The dynamic of this drama lies in the bickering, sexual advances, mockery and stress each student endures as they struggle for grades, money, acceptance, and some sexual release. Much of this 1 hour and 55 minute play builds the emotional tension nicely as director Jonathan Berry swiftly paces the dramatic tension toward a wrenching conclusion. We see the group’s dislocation from society and the latent violence simmering under their everyday life. Coping with the pressure of adolescence is vividly dramatized in playwright Simon Stephen’s marvelous play.

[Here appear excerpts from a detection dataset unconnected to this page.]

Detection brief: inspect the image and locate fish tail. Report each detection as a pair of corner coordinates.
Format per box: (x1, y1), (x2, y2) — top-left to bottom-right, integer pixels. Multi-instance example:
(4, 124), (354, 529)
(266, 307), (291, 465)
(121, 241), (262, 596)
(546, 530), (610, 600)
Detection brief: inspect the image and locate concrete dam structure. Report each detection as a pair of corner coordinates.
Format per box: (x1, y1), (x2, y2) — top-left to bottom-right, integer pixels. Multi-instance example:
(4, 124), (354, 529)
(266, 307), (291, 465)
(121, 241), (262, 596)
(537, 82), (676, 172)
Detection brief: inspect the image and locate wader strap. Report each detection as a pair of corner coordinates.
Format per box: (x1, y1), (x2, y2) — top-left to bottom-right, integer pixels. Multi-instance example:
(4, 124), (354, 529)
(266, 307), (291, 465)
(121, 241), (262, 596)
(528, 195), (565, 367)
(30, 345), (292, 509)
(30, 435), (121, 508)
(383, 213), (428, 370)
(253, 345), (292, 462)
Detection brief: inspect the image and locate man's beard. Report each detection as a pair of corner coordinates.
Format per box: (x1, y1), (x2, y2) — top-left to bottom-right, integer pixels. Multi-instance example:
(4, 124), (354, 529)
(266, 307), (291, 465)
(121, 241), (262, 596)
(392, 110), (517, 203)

The young cast sported richly authentic British accents as each nimbly and energetically played teens in angst. JJ Phillips was unnerving as the bully while Ryan Heidl as Chadwick expounded the pessimism of today’s youth. But, by far, the finest performance of the night belongs to Joey deBettencourt as William. His eerie performance presented William as a lonely, awkward guy smitten by the new girl Lilly. William tries too hard to lure Lilly into being his girl. We slowly see William disintegrating into a psychological mess. I’ve not seen a finer performance by a young actor than deBettencourt delivered in Punk Rock. How he unravels and surprises us is both chilling and plausible.

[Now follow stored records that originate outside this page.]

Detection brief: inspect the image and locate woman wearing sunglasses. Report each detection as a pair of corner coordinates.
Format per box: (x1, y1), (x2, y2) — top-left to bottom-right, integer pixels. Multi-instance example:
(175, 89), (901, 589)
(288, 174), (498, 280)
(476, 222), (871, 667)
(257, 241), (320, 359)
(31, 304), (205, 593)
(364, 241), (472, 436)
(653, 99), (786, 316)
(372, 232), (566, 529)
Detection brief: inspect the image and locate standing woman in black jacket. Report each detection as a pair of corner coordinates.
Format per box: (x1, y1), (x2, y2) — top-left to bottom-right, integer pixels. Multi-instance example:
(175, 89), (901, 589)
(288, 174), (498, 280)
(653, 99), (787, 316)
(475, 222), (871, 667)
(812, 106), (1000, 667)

Punk Rock is a well acted, realistic, and truthful glimpse into the psychic of today’s teens. The British adolescences are the same as Americans as both are under tremendous pressure to succeed in a fast-paced society. This work will shock you and get you thinking. Kudos to the fine cast of young actors for such a moving theatrical experience. Once again, Griffin Theatre Company delivers a gem.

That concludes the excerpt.